Emily begins kindergarten, and the trappings are the same as with any child: the bus, the backpack, circle time. I visit her special classroom, a room adjacent to the “real” kindergarten, where my daughter has respite from the overly bright lights, the fast-moving students, the constant dialogue. The stimulation so necessary to development is oftentimes too much for Emily to bear. It’s a fine line to balance the movement and peace, so we all veer from one extreme to the other as best we can. My heart contracts with pride as Emily learns her letters and masters a voice-output device, her mode of communication. But my heart also contracts with pain as I see the other children swirling on the periphery, capable of so much and with such ease. Our lives, my husband’s and mine, fill with the role of parenting a child with disabilities. We become champions of the cause, joining groups, researching new developments, taking part as vocal advocates for our daughter’s rights. Sometimes this all feels fine and we soar with competence, proud of the manner in which we are managing. Sometimes it chafes, this role for which we did not volunteer, and we are quietly resentful, then guilty. My friends say they don’t know how I do it, my family say they are so proud, and I thrive on the accolades, smile a bit brighter. But behind that smile, a ghost lingers, and the loss of the perfect life I had planned sits heavy.

Before Emily, there was a woman who was a teacher and a wife and a friend. Now there is just Emily, and the woman struggles for her bearings, tries to find her footing. I see this woman in the mirror one day and take a long moment to recognize myself. It is time to find the “new normal” that will define my life. I search for the thing that will make the difference. At first, it is running, the simple act of lacing up my Sauconys and hitting the road. Exercise helps and heals. Running segues into racing, and although not an athlete, I train and plan and accomplish modest goals. Local 10Ks and marathons expand my world, and I embrace it with unabashed selfishness.

Running makes me brave, and although life with Emily is still turbulent, I have a renewed confidence. Another daughter comes along, followed by a son, born almost exactly 10 years after Emily. We cobble together a family, now not so much defined by the disability within it but by the love despite it. Emily’s siblings speed through typical development without a hitch, gladdening my soul and adding another layer of respect for my firstborn, who struggles so. The pain diminishes, and acceptance comes in.
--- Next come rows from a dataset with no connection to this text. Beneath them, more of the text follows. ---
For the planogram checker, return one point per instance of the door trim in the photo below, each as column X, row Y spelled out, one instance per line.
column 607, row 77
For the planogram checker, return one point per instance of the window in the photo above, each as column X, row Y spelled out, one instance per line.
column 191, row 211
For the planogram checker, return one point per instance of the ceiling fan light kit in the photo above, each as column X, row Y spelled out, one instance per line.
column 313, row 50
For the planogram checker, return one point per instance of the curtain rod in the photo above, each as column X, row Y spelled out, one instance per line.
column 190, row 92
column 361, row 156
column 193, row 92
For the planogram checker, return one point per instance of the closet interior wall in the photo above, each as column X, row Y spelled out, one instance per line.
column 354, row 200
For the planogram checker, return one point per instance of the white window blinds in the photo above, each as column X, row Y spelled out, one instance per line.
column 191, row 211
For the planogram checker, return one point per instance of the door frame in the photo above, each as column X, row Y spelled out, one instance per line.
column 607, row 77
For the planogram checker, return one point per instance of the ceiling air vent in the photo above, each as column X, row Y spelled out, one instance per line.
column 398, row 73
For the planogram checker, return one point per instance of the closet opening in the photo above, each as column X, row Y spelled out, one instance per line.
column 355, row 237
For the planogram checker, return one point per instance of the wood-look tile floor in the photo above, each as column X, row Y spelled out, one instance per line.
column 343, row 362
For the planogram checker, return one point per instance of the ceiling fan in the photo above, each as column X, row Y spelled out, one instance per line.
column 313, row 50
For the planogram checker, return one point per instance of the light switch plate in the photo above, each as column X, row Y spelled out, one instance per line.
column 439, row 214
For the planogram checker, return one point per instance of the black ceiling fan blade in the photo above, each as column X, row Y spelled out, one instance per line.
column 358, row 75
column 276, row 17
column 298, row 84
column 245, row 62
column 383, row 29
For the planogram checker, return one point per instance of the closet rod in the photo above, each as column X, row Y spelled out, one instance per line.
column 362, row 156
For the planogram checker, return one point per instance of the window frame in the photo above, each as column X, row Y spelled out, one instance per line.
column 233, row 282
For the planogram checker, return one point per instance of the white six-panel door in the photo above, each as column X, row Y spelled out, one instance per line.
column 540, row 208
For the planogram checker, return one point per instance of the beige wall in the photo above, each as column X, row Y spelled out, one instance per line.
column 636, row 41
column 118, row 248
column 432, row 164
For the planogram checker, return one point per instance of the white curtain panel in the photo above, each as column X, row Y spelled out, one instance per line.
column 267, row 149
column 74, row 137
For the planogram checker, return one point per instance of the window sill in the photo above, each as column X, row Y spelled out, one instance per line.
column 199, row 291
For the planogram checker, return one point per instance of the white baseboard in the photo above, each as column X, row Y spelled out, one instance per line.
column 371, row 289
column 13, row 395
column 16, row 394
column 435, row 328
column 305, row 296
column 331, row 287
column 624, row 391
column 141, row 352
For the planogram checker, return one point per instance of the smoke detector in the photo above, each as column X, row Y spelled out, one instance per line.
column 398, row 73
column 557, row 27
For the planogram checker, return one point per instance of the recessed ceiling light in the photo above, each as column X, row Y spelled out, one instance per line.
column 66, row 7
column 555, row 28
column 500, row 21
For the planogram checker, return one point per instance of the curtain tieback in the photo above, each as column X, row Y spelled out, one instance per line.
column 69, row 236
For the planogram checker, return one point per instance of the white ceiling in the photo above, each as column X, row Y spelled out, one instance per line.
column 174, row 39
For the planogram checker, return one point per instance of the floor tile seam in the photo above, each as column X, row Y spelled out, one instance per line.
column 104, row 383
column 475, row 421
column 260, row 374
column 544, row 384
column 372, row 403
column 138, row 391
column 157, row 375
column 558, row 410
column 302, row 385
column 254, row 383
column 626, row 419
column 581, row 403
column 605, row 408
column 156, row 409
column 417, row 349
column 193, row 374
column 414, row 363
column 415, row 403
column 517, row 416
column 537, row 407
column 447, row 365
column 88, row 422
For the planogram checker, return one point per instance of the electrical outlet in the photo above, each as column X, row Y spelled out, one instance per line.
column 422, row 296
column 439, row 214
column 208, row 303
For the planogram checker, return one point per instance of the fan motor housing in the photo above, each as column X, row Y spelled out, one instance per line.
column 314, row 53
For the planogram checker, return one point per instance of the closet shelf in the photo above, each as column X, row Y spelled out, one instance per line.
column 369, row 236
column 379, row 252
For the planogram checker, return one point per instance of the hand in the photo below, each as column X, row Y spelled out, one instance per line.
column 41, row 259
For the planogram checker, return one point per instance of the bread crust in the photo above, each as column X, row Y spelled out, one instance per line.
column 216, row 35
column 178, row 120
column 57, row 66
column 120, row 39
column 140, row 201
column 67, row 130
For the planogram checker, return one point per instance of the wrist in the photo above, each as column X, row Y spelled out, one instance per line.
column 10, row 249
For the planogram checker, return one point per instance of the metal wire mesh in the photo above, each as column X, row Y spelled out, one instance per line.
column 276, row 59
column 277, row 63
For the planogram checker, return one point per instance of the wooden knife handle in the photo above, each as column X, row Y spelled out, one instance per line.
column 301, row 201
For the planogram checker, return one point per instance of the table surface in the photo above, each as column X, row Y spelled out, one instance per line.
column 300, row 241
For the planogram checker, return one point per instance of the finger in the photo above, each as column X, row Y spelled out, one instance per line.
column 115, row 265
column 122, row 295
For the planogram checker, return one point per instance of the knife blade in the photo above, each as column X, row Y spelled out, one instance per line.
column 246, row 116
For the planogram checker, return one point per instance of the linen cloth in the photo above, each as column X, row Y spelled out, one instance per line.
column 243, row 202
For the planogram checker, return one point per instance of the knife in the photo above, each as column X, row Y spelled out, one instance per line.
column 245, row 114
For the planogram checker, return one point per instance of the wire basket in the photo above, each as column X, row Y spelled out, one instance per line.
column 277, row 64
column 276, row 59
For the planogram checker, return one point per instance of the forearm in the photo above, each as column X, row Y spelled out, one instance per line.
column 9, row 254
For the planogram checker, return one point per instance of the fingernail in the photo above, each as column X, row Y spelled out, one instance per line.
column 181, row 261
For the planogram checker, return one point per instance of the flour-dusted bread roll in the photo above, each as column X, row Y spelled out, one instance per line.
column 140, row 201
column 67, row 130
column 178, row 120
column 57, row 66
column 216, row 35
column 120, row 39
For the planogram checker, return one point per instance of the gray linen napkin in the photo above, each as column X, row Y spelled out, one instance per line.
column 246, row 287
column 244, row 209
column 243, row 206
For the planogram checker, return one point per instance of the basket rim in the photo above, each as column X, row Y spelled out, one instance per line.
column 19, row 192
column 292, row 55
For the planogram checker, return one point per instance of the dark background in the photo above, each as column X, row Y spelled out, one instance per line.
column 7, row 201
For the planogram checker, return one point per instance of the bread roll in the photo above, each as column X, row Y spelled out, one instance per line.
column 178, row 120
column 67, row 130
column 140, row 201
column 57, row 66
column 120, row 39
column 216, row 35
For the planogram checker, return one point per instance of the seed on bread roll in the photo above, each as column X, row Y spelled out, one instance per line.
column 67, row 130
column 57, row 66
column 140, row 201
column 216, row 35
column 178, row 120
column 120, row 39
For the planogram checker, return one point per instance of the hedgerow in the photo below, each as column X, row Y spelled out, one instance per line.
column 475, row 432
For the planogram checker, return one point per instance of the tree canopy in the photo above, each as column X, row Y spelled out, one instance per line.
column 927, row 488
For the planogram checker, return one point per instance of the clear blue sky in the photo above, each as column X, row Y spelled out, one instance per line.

My husband and I always mock the fuss made over graduation celebrations. We wonder when graduating from elementary school became such an occasion. Surely no one put on the ritz for us, back in the day. But times change, as they will, and the day is upon us, as Emily nears completion of fifth grade. This milestone day is marked by students all dressed up, speakers who wax nostalgic, and a video montage of the kids’ elementary-school years.

I sit in my cushioned seat, only half-cognizant of the speakers’ words. I wonder how Emily is faring backstage with her class, lined up for the processional. Her full-time aide is there to assist her, but still I am anxious, twisting the program into a wad on my lap. Finally it is her turn to cross the stage, and cross it she does, with a nudge and whispered directions. From stem to stern, it is perhaps 100 feet, but Emily’s journey is more than that. The outgoing class stands to recognize her walk; they cheer, holler her name.

Who knew that an elementary-school graduation, rife with its tired clichés and tacky streamers, would crystallize all those years of searching for peace? For now, in this moment, on this day, it is finally clear. I was mistaken. The albatross of disability in fact turns out to be a strand of uncultured pearls, each in its varied imperfection a pure and precious gift. No class I have taken, no country I have visited, no book I have read, has taught me more. This child who does not speak, who does not fit in, who is different wherever she goes, is a lesson to me.